Les médicaments agissant comme des toxines; toxiques se faisant passer pour des drogues

Récemment, les Centers for Disease Control ont signalé une flambée alarmante de toxicité de la moelle osseuse dans plusieurs États américains, principalement dans le sud-ouest (http://www.cdc.gov/mmwr/preview/mmwrhtml/mm5849a3.htm). Le problème potentiellement mortel se manifeste par une pénurie de globules blancs qui combattent les infections, une condition appelée agranulocytose. Ceci est un effet secondaire commun et attendu de la chimiothérapie du cancer et peut également se produire suite à l'utilisation de certains médicaments sur ordonnance.
Dans trois des six premiers cas d'agranulocytose (tous originaires du Nouveau-Mexique), il n'y avait pas d'antécédents de telles thérapies, bien qu'un cas ait signalé avoir utilisé des plantes médicinales obtenues en dehors des États-Unis. Les deux autres cas atypiques partageaient un lien commun. cependant: l'usage illicite de la cocaïne. Un tel abus n'était pas connu auparavant pour provoquer une agranulocytose. Dans les mois qui ont suivi, d'autres cas ont été signalés et le lien suspecté avec la cocaïne a été confirmé, mais reste inexpliqué.
Environ six mois après le début de l'enquête, des tests de laboratoire sur des échantillons de cocaïne du Canada ont révélé une contamination par un produit pharmaceutique appelé lévamisole.
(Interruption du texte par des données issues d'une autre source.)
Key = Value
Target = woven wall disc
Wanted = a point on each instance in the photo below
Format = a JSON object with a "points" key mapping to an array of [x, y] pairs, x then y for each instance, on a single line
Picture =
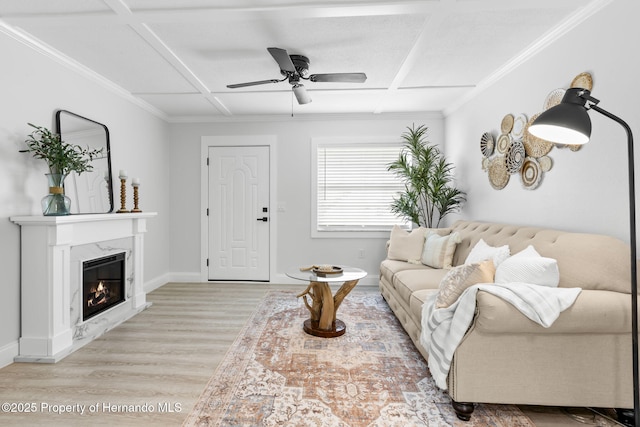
{"points": [[486, 144], [485, 163], [534, 146], [498, 175], [507, 123], [515, 157], [504, 140], [531, 174], [583, 81], [546, 163]]}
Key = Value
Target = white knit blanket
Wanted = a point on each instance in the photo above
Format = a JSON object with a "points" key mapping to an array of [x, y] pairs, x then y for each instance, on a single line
{"points": [[444, 328]]}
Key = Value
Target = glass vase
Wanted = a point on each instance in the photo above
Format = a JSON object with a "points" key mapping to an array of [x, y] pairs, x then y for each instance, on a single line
{"points": [[56, 202]]}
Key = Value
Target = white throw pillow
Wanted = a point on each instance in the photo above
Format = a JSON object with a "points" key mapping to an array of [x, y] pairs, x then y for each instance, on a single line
{"points": [[482, 251], [438, 250], [529, 251], [535, 270], [405, 246]]}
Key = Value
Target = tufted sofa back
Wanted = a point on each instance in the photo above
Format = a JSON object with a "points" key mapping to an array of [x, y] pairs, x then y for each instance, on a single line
{"points": [[588, 261]]}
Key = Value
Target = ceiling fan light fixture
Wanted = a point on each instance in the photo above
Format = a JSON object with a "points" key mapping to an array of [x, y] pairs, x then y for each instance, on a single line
{"points": [[301, 94]]}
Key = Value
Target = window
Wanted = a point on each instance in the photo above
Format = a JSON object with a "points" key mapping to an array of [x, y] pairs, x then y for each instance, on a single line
{"points": [[353, 190]]}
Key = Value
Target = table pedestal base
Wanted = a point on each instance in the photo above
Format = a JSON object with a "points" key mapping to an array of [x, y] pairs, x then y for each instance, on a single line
{"points": [[338, 328]]}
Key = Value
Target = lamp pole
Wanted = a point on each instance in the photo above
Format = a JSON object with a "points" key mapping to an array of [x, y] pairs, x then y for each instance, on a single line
{"points": [[634, 261], [569, 120]]}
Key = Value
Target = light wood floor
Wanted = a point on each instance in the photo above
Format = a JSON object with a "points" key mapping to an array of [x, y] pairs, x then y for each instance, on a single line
{"points": [[161, 358]]}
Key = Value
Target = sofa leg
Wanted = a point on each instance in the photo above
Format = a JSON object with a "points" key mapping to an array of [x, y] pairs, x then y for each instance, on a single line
{"points": [[463, 410], [625, 416]]}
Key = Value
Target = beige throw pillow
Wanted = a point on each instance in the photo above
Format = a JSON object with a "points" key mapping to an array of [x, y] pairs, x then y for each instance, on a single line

Bien que le lévamisole ait été autorisé aux États-Unis, il est maintenant réservé aux applications vétérinaires. Le médicament est tombé en disgrâce après que l'agranulocytose s'est avérée être un effet secondaire fréquent de son utilisation. Une fois que les autorités de santé publique ont su quoi chercher, elles ont commencé à détecter le lévamisole dans le sang des usagers de drogues avec une agranulocytose autrement inexpliquée.
Bien qu'une partie du mystère ait été résolue, la raison pour laquelle cette médecine vétérinaire est ajoutée à la cocaïne reste obscure. Ce qui est clair, c'est que la pratique est courante, avec près de 7 échantillons sur 10 saisis aux frontières américaines testés positifs pour l'additif. La toxicité du lévamisole peut maintenant être ajoutée aux complications de longue liste auxquelles sont confrontés les utilisateurs de drogues illicites. Beaucoup de ces problèmes sont de nature infectieuse, y compris le botulisme et l'anthrax, mais il ne s'agit pas non plus de la première manifestation de toxicité chimique chez les consommateurs de drogues, par exemple une récente épidémie d'intoxication au manganèse chez les toxicomanes en Europe de l'Est.
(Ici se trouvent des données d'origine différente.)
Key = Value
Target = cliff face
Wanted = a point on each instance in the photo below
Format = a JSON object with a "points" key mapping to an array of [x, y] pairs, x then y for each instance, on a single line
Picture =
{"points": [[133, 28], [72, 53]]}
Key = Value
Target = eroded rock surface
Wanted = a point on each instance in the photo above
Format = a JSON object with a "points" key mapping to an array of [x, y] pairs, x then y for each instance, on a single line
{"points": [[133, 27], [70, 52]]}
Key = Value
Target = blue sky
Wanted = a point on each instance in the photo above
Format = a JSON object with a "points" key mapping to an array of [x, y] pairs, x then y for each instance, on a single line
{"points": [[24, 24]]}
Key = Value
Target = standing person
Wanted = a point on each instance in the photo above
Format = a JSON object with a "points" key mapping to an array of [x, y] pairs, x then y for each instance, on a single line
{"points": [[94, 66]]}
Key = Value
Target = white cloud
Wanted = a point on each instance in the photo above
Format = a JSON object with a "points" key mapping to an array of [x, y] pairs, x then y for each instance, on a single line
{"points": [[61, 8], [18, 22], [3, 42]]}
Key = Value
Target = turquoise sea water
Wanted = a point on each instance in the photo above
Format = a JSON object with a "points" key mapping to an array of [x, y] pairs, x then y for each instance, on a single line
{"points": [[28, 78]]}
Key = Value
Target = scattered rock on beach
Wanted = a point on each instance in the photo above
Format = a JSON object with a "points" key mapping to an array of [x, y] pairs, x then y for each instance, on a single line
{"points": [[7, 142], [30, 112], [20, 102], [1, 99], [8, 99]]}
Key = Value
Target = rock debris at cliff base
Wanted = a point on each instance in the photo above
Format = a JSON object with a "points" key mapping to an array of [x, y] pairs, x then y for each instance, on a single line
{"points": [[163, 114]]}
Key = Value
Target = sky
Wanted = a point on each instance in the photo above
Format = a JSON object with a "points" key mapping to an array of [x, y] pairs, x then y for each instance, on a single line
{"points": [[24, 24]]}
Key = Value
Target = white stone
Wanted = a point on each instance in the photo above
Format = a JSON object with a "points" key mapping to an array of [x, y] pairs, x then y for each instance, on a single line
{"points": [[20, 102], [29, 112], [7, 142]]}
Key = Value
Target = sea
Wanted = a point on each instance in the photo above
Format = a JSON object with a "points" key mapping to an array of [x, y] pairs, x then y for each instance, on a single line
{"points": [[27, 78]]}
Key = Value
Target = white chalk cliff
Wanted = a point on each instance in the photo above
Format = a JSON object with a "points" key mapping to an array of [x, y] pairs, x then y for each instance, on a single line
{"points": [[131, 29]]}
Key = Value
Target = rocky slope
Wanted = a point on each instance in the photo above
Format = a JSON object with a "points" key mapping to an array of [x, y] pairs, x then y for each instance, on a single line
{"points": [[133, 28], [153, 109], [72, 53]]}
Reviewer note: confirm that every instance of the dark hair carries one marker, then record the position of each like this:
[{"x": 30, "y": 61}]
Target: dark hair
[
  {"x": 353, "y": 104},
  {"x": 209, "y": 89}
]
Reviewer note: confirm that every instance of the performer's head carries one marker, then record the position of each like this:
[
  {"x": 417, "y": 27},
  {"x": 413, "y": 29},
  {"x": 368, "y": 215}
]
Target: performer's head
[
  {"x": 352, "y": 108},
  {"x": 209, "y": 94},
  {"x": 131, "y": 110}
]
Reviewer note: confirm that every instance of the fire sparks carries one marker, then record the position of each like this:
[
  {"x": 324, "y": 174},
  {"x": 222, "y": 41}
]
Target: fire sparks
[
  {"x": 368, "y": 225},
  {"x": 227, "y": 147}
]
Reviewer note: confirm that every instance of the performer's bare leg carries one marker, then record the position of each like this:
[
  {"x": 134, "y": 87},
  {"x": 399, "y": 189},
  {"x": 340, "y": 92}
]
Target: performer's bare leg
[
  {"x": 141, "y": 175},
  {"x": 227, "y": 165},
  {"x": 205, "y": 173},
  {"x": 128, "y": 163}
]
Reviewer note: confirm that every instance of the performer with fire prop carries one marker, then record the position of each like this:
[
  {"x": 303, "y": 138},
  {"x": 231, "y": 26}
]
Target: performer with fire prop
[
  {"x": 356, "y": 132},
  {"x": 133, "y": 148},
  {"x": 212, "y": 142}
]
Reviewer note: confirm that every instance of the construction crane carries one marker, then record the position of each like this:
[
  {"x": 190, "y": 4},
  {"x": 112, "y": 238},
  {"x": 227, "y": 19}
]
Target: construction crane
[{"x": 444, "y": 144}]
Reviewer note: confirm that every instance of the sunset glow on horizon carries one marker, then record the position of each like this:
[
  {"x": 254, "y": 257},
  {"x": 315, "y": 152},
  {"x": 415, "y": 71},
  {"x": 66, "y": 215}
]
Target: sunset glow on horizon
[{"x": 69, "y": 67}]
Il y a une plus grande leçon ici aussi. L'agranulocytose fait partie d'un spectre d'anomalies. En particulier, il est lié à une condition encore plus dévastatrice appelée anémie aplastique, dans laquelle toutes les cellules de la moelle osseuse échouent. Dans le monde entier, les fréquences des deux conditions varient considérablement. Curieusement, les données suggèrent que cette variation peut ne pas être aléatoire – où l'agranulocytose est plus fréquente, l'anémie aplasique est moins fréquente, et vice-versa. Une clé potentielle est que les deux problèmes peuvent être provoqués par des expositions exogènes aux produits chimiques, y compris les médicaments d'ordonnance. Pour l'anémie aplastique, l'un des liens les plus forts est le benzène solvant. Reconnu comme une cause de cette maladie pendant plus de 100 ans, cet agent toxique n'a été soumis à des contrôles plus sévères aux Etats-Unis qu'à la fin des années 1980 et son utilisation dans des produits de consommation tels que les colles domestiques a persisté pendant des années. Le benzène est encore largement utilisé à travers le monde. Une enquête récente en Amérique du Sud, par exemple, a révélé que 1 sur 20 de tous les cas d'anémie aplasique étaient causés par une exposition fréquente au benzène.
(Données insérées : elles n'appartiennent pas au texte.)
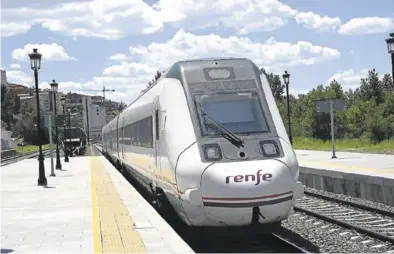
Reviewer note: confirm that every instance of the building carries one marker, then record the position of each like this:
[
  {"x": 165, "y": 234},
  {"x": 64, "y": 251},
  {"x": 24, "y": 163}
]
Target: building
[
  {"x": 93, "y": 115},
  {"x": 4, "y": 78},
  {"x": 29, "y": 103},
  {"x": 6, "y": 141}
]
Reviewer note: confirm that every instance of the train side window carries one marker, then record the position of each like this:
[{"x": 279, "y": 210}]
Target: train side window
[{"x": 157, "y": 124}]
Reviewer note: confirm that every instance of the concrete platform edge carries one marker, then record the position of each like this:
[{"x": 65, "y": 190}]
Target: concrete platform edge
[
  {"x": 373, "y": 188},
  {"x": 154, "y": 231}
]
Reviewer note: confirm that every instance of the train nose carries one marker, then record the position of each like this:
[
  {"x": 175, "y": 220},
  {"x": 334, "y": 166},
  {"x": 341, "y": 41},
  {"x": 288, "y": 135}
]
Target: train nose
[{"x": 231, "y": 191}]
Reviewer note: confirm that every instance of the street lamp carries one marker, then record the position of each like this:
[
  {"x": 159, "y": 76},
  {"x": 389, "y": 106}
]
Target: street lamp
[
  {"x": 63, "y": 100},
  {"x": 35, "y": 62},
  {"x": 286, "y": 79},
  {"x": 69, "y": 126},
  {"x": 54, "y": 87},
  {"x": 390, "y": 49}
]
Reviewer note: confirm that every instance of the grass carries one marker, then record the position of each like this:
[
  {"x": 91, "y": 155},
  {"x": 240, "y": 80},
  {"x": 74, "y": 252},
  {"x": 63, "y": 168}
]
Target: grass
[
  {"x": 350, "y": 145},
  {"x": 30, "y": 148}
]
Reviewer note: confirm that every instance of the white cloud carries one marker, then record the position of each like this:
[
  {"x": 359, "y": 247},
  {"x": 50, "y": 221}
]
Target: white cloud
[
  {"x": 15, "y": 66},
  {"x": 349, "y": 79},
  {"x": 14, "y": 28},
  {"x": 271, "y": 54},
  {"x": 129, "y": 78},
  {"x": 118, "y": 18},
  {"x": 368, "y": 25},
  {"x": 128, "y": 69},
  {"x": 50, "y": 52},
  {"x": 99, "y": 18},
  {"x": 118, "y": 57},
  {"x": 314, "y": 21},
  {"x": 19, "y": 77}
]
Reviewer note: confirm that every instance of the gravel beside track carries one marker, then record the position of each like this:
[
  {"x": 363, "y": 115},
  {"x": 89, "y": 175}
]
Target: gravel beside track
[
  {"x": 352, "y": 199},
  {"x": 331, "y": 238}
]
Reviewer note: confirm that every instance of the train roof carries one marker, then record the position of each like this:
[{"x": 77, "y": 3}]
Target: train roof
[{"x": 174, "y": 71}]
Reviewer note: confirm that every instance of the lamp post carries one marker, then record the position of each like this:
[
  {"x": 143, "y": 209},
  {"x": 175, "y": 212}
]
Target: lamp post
[
  {"x": 390, "y": 49},
  {"x": 69, "y": 127},
  {"x": 54, "y": 87},
  {"x": 286, "y": 79},
  {"x": 35, "y": 63},
  {"x": 69, "y": 122},
  {"x": 63, "y": 100}
]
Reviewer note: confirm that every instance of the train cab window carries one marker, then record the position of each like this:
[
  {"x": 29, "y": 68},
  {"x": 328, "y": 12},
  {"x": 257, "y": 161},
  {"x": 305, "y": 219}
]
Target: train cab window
[
  {"x": 238, "y": 112},
  {"x": 157, "y": 124}
]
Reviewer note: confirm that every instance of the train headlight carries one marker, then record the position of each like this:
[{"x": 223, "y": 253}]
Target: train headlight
[
  {"x": 212, "y": 152},
  {"x": 269, "y": 148}
]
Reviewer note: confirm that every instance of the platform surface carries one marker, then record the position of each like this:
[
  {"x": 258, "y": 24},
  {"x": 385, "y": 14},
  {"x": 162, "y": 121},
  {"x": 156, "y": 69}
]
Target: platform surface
[
  {"x": 361, "y": 163},
  {"x": 88, "y": 207}
]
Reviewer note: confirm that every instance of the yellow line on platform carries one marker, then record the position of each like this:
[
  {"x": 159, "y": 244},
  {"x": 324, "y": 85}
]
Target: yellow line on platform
[
  {"x": 95, "y": 216},
  {"x": 345, "y": 167},
  {"x": 116, "y": 226}
]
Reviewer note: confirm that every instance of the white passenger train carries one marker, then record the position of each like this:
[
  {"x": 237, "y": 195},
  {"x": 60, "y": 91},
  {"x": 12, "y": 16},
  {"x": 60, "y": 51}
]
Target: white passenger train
[{"x": 208, "y": 138}]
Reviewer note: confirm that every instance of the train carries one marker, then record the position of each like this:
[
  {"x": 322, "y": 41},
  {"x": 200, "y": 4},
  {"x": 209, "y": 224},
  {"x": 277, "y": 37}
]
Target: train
[{"x": 207, "y": 140}]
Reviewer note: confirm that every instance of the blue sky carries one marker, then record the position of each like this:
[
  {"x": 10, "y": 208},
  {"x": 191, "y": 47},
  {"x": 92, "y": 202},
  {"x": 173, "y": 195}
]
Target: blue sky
[{"x": 121, "y": 44}]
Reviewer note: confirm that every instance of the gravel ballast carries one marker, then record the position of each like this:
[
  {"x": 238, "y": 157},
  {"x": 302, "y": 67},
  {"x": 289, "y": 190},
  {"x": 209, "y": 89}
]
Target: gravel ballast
[
  {"x": 352, "y": 199},
  {"x": 331, "y": 238}
]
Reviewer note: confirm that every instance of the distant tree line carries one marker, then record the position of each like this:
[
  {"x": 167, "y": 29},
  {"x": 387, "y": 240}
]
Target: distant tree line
[{"x": 369, "y": 115}]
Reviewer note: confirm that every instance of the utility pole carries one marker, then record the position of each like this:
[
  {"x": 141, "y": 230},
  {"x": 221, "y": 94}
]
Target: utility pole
[
  {"x": 106, "y": 90},
  {"x": 87, "y": 119},
  {"x": 332, "y": 129}
]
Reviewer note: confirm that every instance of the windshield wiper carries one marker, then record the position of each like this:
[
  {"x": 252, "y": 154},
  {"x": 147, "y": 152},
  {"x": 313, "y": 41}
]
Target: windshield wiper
[{"x": 223, "y": 131}]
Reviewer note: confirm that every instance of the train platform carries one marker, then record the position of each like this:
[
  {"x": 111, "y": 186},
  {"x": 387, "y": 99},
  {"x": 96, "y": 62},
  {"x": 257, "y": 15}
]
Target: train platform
[
  {"x": 361, "y": 175},
  {"x": 88, "y": 207}
]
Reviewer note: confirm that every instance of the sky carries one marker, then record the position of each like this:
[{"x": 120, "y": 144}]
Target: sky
[{"x": 120, "y": 44}]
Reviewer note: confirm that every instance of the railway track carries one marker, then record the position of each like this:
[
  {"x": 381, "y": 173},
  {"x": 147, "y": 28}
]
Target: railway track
[
  {"x": 270, "y": 243},
  {"x": 373, "y": 222}
]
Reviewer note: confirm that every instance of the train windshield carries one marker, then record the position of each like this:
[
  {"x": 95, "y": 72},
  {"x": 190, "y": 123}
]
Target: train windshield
[{"x": 240, "y": 113}]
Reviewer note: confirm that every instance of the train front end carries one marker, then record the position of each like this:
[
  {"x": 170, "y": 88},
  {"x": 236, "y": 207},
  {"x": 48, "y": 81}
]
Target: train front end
[{"x": 246, "y": 168}]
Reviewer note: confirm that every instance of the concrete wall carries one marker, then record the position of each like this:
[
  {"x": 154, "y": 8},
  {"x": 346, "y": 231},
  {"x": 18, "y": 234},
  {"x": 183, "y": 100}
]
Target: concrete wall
[{"x": 374, "y": 188}]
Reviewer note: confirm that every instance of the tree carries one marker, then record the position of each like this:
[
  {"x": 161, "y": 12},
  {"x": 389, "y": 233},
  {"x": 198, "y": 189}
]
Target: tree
[
  {"x": 10, "y": 106},
  {"x": 275, "y": 84},
  {"x": 371, "y": 88}
]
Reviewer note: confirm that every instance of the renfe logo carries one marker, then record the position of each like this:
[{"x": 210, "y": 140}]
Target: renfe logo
[{"x": 252, "y": 178}]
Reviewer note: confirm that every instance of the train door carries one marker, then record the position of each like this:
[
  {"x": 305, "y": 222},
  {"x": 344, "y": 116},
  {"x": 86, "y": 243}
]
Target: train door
[
  {"x": 123, "y": 139},
  {"x": 156, "y": 140}
]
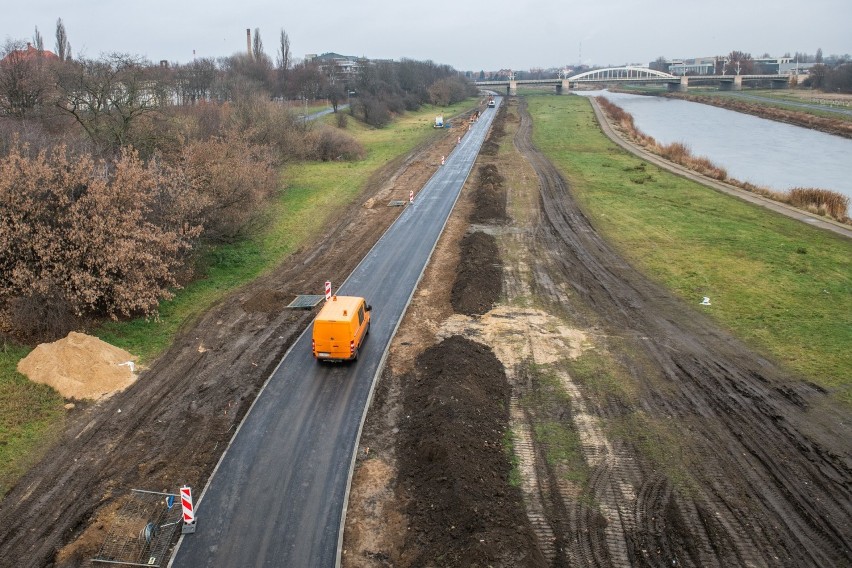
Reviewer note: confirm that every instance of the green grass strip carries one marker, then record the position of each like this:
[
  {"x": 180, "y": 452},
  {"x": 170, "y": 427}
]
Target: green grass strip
[
  {"x": 311, "y": 194},
  {"x": 782, "y": 286}
]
Les produits chimiques industriels et les produits pharmaceutiques intrinsèquement toxiques ayant des effets secondaires graves potentiels partagent beaucoup plus de choses en commun que ce qui est généralement apprécié. Mais une différence majeure mérite d'être rappelée: à la différence des produits chimiques toxiques utilisés sur le lieu de travail ou mis dans des produits de consommation, les produits pharmaceutiques doivent faire l'objet de tests intensifs de sécurité chez les humains avant d'être approuvés. De plus, une fois autorisées, elles font l'objet d'une action rapide pour les prendre sur le marché si des effets indésirables insoupçonnés sont constatés. Si le benzène était une drogue, il aurait été interdit depuis longtemps.